Some potential challenges include a rapid increase in interest rates, which would escalate your monthly payments, a temptation to borrow more than you can afford to pay, and, worst of all, potential loss of your home if you can’t make the HELOC payments and are forced into selling your home to repay the loan. Keep in mind that if you only pay the interest monthly, you will always have the value of the loan outstanding, ensuring a regular contribution to your financial institutions profit line! Fees associated with this type of loan include legal, appraisal, title search, administrative and monthly costs. There are also discharge or cancellation fees when you cancel the HELOC.

Selling to Downsize into a Smaller Home

The idea is quite simple: sell the large family home, purchase something smaller, and invest the difference to add to your travel fund, save for later-in-life potential medical costs, or parcel out to adult children or grandchildren.
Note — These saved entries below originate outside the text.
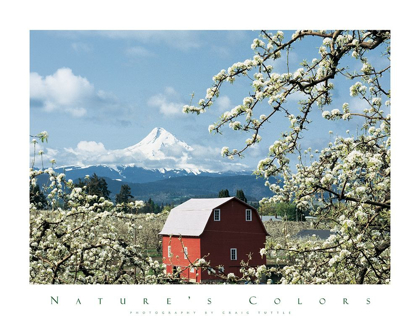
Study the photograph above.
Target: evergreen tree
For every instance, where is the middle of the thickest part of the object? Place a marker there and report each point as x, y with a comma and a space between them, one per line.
224, 193
124, 196
37, 197
95, 186
240, 195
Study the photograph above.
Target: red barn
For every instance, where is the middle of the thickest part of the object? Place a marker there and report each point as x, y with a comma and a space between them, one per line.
224, 231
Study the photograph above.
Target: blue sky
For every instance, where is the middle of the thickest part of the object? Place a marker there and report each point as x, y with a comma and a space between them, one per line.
106, 90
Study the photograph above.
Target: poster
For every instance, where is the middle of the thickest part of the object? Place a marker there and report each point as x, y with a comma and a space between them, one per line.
294, 304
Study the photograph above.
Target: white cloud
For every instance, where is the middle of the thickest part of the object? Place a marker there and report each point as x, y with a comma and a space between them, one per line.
67, 93
168, 102
81, 47
61, 91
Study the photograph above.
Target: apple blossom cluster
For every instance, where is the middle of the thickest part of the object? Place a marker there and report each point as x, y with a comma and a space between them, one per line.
83, 239
346, 184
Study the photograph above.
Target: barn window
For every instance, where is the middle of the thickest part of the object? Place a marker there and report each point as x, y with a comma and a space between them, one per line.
217, 214
248, 215
233, 254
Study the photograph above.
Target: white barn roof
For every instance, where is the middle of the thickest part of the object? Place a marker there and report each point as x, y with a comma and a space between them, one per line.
190, 218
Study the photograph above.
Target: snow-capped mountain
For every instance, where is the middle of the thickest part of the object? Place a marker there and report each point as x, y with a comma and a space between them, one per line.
160, 155
157, 145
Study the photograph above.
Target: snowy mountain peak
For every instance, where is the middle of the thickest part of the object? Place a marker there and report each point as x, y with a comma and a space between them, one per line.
157, 139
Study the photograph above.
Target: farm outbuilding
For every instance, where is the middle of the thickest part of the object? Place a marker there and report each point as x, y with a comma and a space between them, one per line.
223, 231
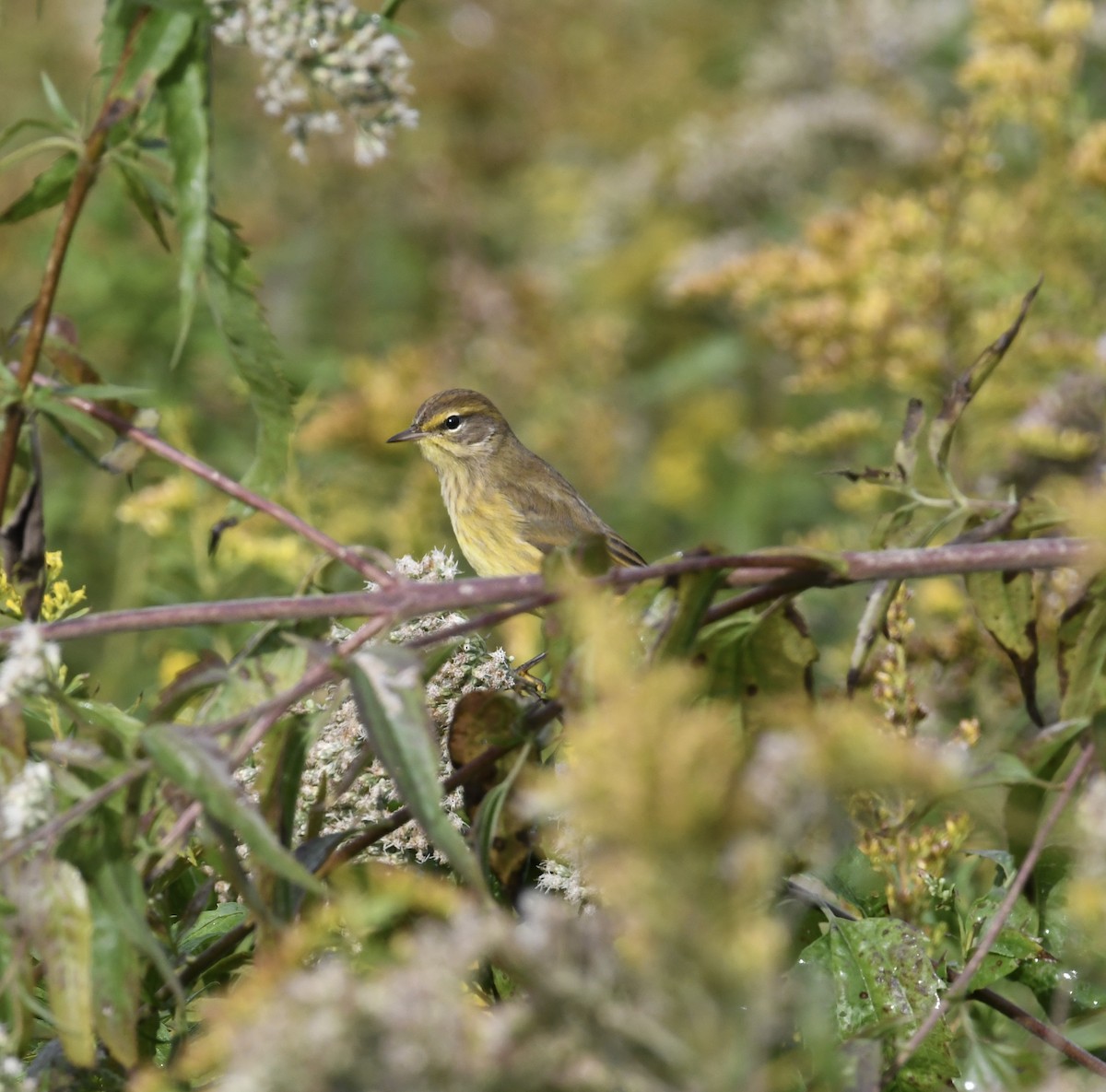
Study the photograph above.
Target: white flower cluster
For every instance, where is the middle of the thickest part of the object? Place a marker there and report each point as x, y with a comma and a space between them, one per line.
12, 1075
28, 802
371, 797
324, 48
30, 661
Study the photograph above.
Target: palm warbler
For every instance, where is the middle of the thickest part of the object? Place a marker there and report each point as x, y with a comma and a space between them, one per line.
508, 506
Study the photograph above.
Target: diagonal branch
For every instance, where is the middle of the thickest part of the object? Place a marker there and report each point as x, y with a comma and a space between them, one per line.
768, 574
998, 922
113, 111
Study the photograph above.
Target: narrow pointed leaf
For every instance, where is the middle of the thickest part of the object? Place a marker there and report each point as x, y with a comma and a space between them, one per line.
204, 775
159, 41
1006, 604
387, 687
232, 295
58, 107
50, 188
183, 92
53, 905
117, 970
883, 981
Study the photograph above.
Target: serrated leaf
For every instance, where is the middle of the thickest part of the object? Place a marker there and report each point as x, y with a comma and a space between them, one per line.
1081, 653
58, 107
1052, 981
749, 658
183, 92
109, 392
213, 925
50, 188
159, 41
192, 765
884, 984
680, 629
53, 404
387, 687
143, 197
120, 887
1040, 750
906, 450
10, 132
117, 970
1006, 604
54, 910
241, 320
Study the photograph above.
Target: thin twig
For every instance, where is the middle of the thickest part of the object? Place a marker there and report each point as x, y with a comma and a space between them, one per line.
410, 599
261, 719
999, 920
371, 833
60, 824
124, 428
985, 996
111, 112
1043, 1031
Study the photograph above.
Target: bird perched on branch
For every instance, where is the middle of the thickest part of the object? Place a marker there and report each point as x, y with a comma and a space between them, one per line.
508, 506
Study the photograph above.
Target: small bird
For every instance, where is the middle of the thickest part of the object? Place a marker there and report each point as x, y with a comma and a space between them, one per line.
508, 506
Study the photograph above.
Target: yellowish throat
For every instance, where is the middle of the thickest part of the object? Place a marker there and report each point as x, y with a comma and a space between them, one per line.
508, 506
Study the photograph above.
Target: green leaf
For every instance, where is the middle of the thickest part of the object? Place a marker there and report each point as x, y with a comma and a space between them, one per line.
49, 188
10, 132
202, 771
1053, 981
680, 628
183, 92
1010, 951
1082, 652
144, 195
1006, 604
231, 291
213, 925
54, 101
108, 392
387, 687
159, 41
117, 970
53, 905
906, 450
747, 658
53, 403
884, 984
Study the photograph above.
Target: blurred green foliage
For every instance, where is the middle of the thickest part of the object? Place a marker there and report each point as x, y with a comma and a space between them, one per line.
700, 254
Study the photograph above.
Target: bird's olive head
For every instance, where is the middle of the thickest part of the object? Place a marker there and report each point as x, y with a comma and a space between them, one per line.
456, 425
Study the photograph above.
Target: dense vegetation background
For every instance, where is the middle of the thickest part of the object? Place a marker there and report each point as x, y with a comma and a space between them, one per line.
700, 254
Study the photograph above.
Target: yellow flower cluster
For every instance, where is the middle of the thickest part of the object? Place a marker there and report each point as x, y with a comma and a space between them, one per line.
913, 863
60, 599
1026, 56
904, 288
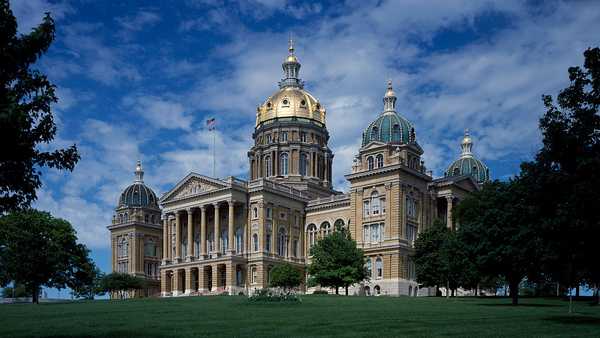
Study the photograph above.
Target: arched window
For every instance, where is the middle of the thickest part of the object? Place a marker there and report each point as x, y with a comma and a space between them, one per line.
379, 160
303, 164
325, 229
224, 241
268, 166
239, 240
396, 133
375, 203
374, 134
379, 267
312, 234
281, 243
255, 242
339, 224
283, 164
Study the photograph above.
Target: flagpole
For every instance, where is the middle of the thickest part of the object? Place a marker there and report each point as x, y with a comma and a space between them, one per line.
214, 129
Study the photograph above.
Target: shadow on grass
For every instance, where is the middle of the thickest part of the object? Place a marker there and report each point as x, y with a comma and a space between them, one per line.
574, 320
520, 305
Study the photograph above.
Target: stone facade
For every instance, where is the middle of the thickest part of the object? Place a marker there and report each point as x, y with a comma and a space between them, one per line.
225, 235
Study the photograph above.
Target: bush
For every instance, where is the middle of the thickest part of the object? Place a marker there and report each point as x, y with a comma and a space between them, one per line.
268, 296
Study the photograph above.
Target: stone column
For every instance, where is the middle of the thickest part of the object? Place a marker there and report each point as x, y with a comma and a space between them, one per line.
177, 236
230, 220
190, 246
217, 236
203, 230
449, 212
165, 239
The challenges here are that after all selling and buying costs are considered, unless you are living in a very large newer home, the balance for investing can be relatively small. In addition, there is still much of your personal wealth tied up in a property, as well as maintenance costs, taxes, insurance, etc. to consider. The reduced space may also limit your entertainment options for friends and family, and your hobby room may disappear!

Selling to Move into a Rental

This option is seen by some financial bloggers and experts as the most reasonable option. It allows you to access the equity in your home, there is little to no maintenance, you have greater flexibility regarding location and length of stay in one location, and travel becomes much easier – just lock up and go!

This option is not without challenges. You can expect your rent to increase over time. Landlords can sometimes act in an arbitrary manner not in your favour, and they may delay maintenance responsibilities. Some rental facilities do not welcome pets, and decorating or modifying your rental space can be difficult or impossible.

Final Thoughts

There truly is no right or wrong answer – your financial situation will be a major consideration, as well as your personal preferences. Research the pros and cons of the various options. Speak to a fee only financial advisor if you are considering the HELOC or a reverse mortgage. The best decision is always an informed decision.


Ray Hoger, Chair, Pension & Financial Wellness Committee.

Ray Hoger is passionate about retirement finances — but don't take his word for it! Always consult a qualified financial professional before making any decisions regarding your financial future.